L’annonce du récent succès des Métis ne parut même pas l’émouvoir beaucoup. Il se contenta de faire à ce sujet quelques réflexions banales, et ce manque d’enthousiasme scandalisa ses frères secrètement.

Mais Baptiste ayant ajouté que le Gouvernement expédiait de Winnipeg des carabiniers et du canon, il exprima ses craintes pour l’avenir d’un ton tellement amer que Pierre, son aîné, le regarda d’un œil mécontent :

— J’espère ben, lui répliqua son père d’un air un peu piqué, que t’as pas l’idée de blâmer ce qu’a fait Louis Riel, Avec des « gensses » comme les Anglouais, c’est pas des « jasettes », mais des fusils qu’y faut pour « avouère justice ! »

À ce moment, le jeune homme avisa sur la table les verres et la bouteille de vieux rhum qu’on ne débouchait que dans les grandes circonstances.

— Quelqu’un est venu « icite » ?

— Oui, mon gâs, répondit François, Louis Riel en personne. Même qu’il m’a prié d’aller demain quérir des renforts chez les Cris.

À ces mots, Jean pâlit sous son bistre.

— Foi d’homme ! s’écria-t-il, c’est triste |

Il s’était levé. Sa voix, indignée, était âpre.

Cette sortie inattendue stupéfia les assistants. Il y eut une seconde de silence, puis Baptiste, le regardant d’un air calme, maïs sévère :

— Quéqui te prend ? Je t’entends pas, tu sais… Explique-toué…

Mais, déjà, le jeune homme s’était ressaisi. Pourtant, il demeurait un peu pâle, et Vallonges s’aperçut que ses mains tremblaient légèrement.

— Père, reprit-il d’une voix où vibrait une émotion contenue, père, tu sais ben que les journaux anglouais nous traitent déjà de sauvages !… On veut donc qu’ils aient raison… Si les Cris et les Pierreux se mettent avec nous…

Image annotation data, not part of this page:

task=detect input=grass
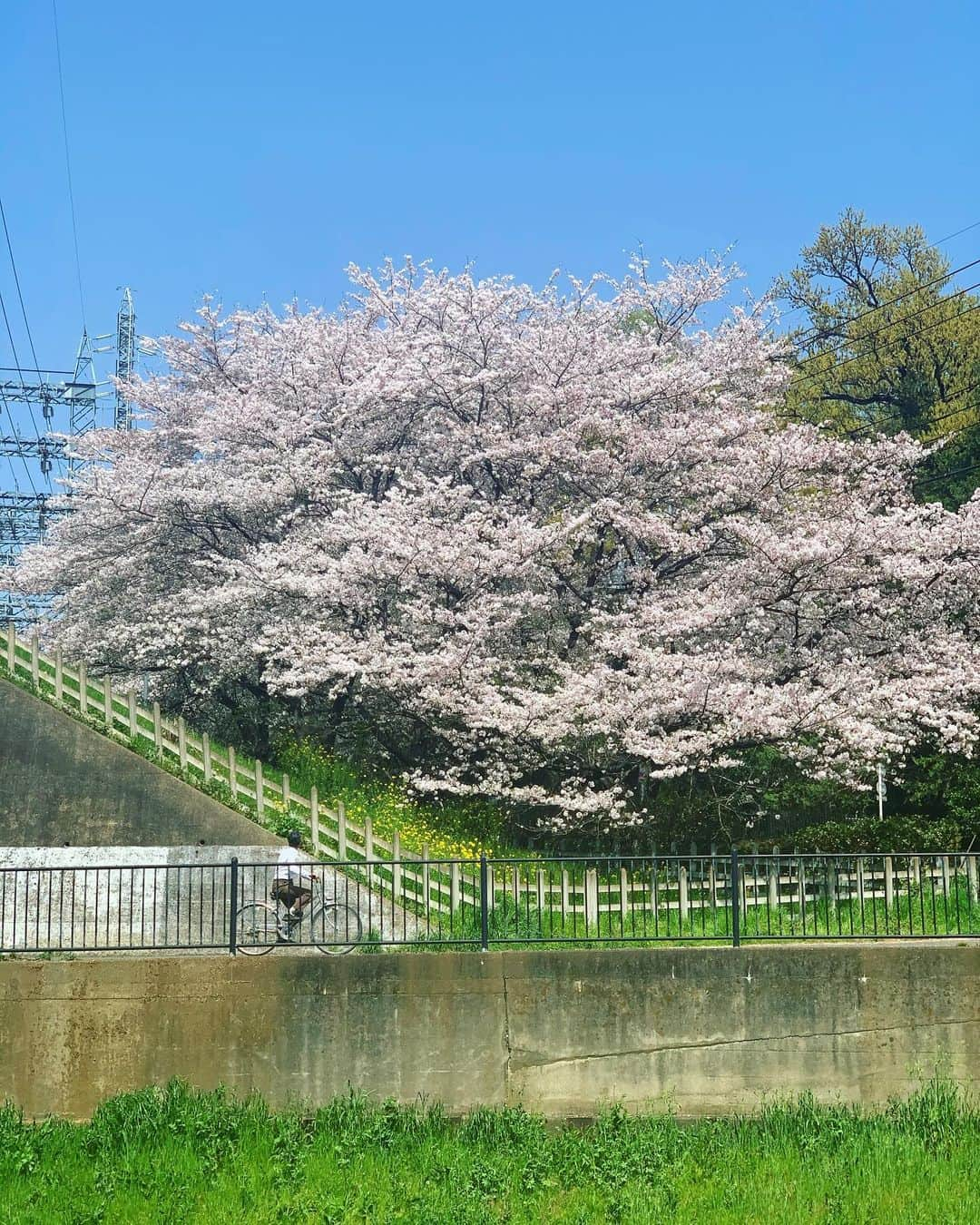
[379,881,980,952]
[0,1079,980,1225]
[0,642,519,858]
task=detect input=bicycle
[235,900,361,956]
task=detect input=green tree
[776,209,980,505]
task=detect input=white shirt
[276,846,314,889]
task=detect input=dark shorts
[270,881,310,910]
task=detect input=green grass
[0,643,519,858]
[389,881,980,951]
[0,1079,980,1225]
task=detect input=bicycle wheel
[235,902,279,956]
[300,904,360,953]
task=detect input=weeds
[0,1078,980,1225]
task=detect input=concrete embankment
[0,941,980,1119]
[0,680,279,847]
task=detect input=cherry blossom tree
[20,260,980,828]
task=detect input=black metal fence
[0,851,980,953]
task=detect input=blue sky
[0,0,980,401]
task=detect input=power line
[932,221,980,246]
[52,0,88,332]
[785,220,980,345]
[0,197,52,490]
[0,190,41,378]
[0,293,41,494]
[799,252,980,367]
[844,382,980,438]
[789,289,980,387]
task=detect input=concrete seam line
[517,1017,980,1071]
[500,958,514,1102]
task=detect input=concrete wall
[0,942,980,1117]
[0,846,407,953]
[0,680,278,847]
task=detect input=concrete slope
[0,680,280,847]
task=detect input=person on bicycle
[270,829,314,924]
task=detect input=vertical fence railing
[0,850,980,953]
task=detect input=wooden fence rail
[3,623,977,920]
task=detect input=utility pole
[0,288,136,627]
[115,287,136,430]
[0,333,98,627]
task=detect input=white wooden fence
[3,625,977,923]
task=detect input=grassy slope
[0,644,516,858]
[0,1082,980,1225]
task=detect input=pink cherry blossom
[20,261,980,828]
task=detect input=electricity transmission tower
[115,289,136,430]
[0,289,136,626]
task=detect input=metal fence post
[480,855,490,953]
[731,847,742,948]
[228,855,238,956]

La voix tranchante de l’aîné l’interrompit :

— M’est avis, cadet, que tu parles en ce moment tel qu’un Anglouais |

— Tel qu’un chrétien, tu veux dire…

— On est chrétien autant que toué…

Ils s’échauffaient. La face ramassée de Pierre La Ronde, coupée à gauche par la blancheur de sa longue cicatrice, avait quelque chose d’agressif.

Il devenait urgent d’intervenir.

— La paix donc ! cria Baptiste d’un ton de commandement. Et tout de suite il ajouta :

— C’est pas tout ça… Mais, allons faire notre somme. On en a tous besoin, et toué, Jean, encore plus que les autres. Mâtin ! j’sais pas ce qui te tient, mais ton voyage t’a fameusement remué le sang et les idées !

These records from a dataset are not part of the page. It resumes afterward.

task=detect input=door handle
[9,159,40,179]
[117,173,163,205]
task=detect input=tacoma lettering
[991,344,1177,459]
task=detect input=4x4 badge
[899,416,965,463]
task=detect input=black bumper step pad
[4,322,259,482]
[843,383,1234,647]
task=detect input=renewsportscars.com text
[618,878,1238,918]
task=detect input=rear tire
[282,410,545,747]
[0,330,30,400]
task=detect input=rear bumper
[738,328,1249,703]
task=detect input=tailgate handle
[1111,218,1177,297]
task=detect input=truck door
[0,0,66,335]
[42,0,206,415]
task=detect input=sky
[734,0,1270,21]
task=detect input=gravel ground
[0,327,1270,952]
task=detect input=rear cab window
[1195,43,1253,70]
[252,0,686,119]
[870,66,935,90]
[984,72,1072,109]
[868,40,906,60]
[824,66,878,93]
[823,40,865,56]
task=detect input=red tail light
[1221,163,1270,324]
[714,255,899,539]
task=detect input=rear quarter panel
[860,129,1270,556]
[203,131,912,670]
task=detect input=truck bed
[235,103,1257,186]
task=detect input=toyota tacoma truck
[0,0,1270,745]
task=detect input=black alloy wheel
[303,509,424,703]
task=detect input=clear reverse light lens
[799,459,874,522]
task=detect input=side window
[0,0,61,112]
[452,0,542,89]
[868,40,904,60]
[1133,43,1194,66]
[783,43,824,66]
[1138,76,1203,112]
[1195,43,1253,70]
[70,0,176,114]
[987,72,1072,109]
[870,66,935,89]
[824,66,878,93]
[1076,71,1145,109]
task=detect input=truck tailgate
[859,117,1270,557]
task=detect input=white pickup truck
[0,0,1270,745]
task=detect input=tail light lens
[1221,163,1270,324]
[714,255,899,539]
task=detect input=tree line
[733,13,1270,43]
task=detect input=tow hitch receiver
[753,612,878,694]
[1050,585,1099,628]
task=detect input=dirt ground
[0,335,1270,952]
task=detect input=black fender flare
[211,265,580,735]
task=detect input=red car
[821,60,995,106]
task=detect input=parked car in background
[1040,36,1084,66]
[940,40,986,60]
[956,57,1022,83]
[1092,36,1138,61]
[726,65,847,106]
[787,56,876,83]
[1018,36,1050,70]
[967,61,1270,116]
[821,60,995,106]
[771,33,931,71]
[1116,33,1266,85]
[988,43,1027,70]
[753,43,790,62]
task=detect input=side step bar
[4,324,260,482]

Durant plusieurs heures, Henry de Vallonges, tourmenté d’une sorte de fièvre héroïque, se retourna sur son matelas en feuilles de maïs, incapable de trouver le vrai sommeil. Une fois même, il se réveilla tout à fait, croyant entendre non loin de lui de faibles gémissements.

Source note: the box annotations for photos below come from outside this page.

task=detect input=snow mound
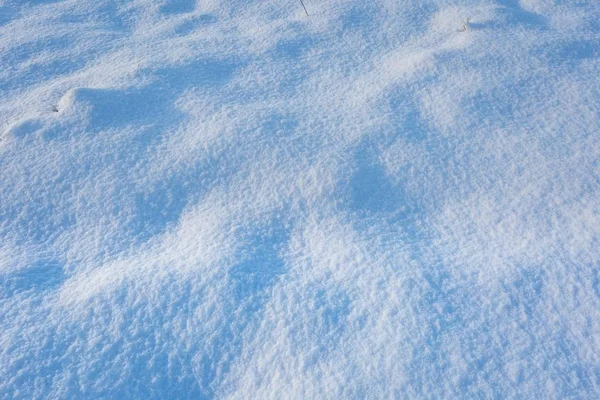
[0,0,600,399]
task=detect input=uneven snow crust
[0,0,600,399]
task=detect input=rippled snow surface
[0,0,600,400]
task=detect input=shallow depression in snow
[0,0,600,399]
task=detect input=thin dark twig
[300,0,308,17]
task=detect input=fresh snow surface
[0,0,600,399]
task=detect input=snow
[0,0,600,399]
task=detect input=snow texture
[0,0,600,399]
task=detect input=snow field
[0,0,600,399]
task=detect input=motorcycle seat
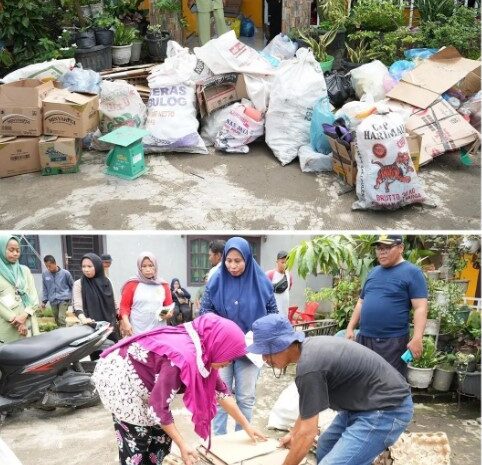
[0,325,94,366]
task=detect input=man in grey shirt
[247,314,413,465]
[42,255,74,326]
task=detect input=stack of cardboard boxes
[0,79,99,178]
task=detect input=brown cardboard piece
[39,136,82,175]
[196,73,248,117]
[387,47,480,108]
[0,136,40,178]
[390,99,479,166]
[0,79,54,136]
[44,89,99,138]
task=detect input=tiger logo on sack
[372,152,414,192]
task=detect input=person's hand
[279,433,292,449]
[244,425,268,442]
[181,446,199,465]
[10,313,29,328]
[119,320,132,337]
[407,337,423,359]
[17,325,28,336]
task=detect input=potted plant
[432,354,455,392]
[407,337,443,389]
[299,26,338,73]
[131,29,143,63]
[146,24,171,61]
[93,13,119,45]
[112,23,135,65]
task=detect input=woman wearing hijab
[72,253,118,352]
[119,252,174,336]
[93,314,265,465]
[171,278,192,325]
[199,237,278,434]
[0,235,39,343]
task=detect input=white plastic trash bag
[214,99,264,153]
[352,108,432,210]
[350,60,389,102]
[2,58,75,84]
[143,46,208,154]
[194,30,274,74]
[298,144,333,173]
[266,48,327,165]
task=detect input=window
[187,236,261,286]
[19,234,42,273]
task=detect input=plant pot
[131,41,142,63]
[320,55,335,73]
[426,270,440,280]
[146,31,171,61]
[75,30,95,48]
[407,363,434,389]
[89,2,104,18]
[457,371,480,399]
[432,366,455,392]
[112,44,132,65]
[80,5,92,18]
[423,319,440,336]
[94,29,114,45]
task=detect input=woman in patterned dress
[93,313,265,465]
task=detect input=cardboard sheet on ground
[387,47,480,108]
[199,431,288,465]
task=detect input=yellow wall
[459,255,480,297]
[182,0,264,35]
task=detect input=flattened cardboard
[0,136,40,178]
[39,136,82,176]
[0,79,53,136]
[196,73,248,117]
[387,47,480,109]
[43,89,99,138]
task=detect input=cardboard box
[196,73,248,117]
[39,136,82,176]
[390,99,479,166]
[0,136,40,178]
[328,137,357,186]
[43,89,99,138]
[0,79,54,136]
[387,47,481,108]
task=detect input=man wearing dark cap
[346,235,428,376]
[100,253,112,277]
[247,314,413,465]
[266,250,293,316]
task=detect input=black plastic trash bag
[325,71,355,108]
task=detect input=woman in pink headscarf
[119,252,174,336]
[93,313,266,465]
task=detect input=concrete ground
[0,143,481,231]
[0,368,481,465]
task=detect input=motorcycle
[0,321,113,419]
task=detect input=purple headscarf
[121,252,167,294]
[101,313,246,439]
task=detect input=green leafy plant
[414,0,455,22]
[411,337,444,368]
[350,0,403,32]
[421,5,480,59]
[114,23,136,46]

C’était son voisin de lit, le cadet des fils La Ronde, qui rêvait tout haut. Sa voix plaintive se traînait dans l’ombre entrecoupée de silences.

Légèrement impressionné, Henry revit en esprit la silhouette élégante du garçon dressée dans l’explosion d’indignation provoquée chez lui par les paroles du vieux François, et il se rappela encore les propos très vifs qu’avaient échangés les deux frères…

Enfin, n’entendant plus rien, le Français se laissa retomber sur son matelas. Peu après, il s’endormait au milieu des visions tumultueuses suscitées dans son imagination échauffée par cette soirée du 26 mars 1885, date mémorable où un petit peuple de descendants de la vieille race française venait de reprendre, au fond du Canada, contre le même ennemi et avec le même héroïsme, l’épopée interrompue plus d’un siècle auparavant par la mort de Montcalm…


  1. Nom parfois donné par les métis à la branche septentrionale de la Saskatchewan.
  2. Ou, plus exactement : Gros-Ours : en anglais Big-bear. On le connaissait aussi sous le sobriquet de « Barbu ».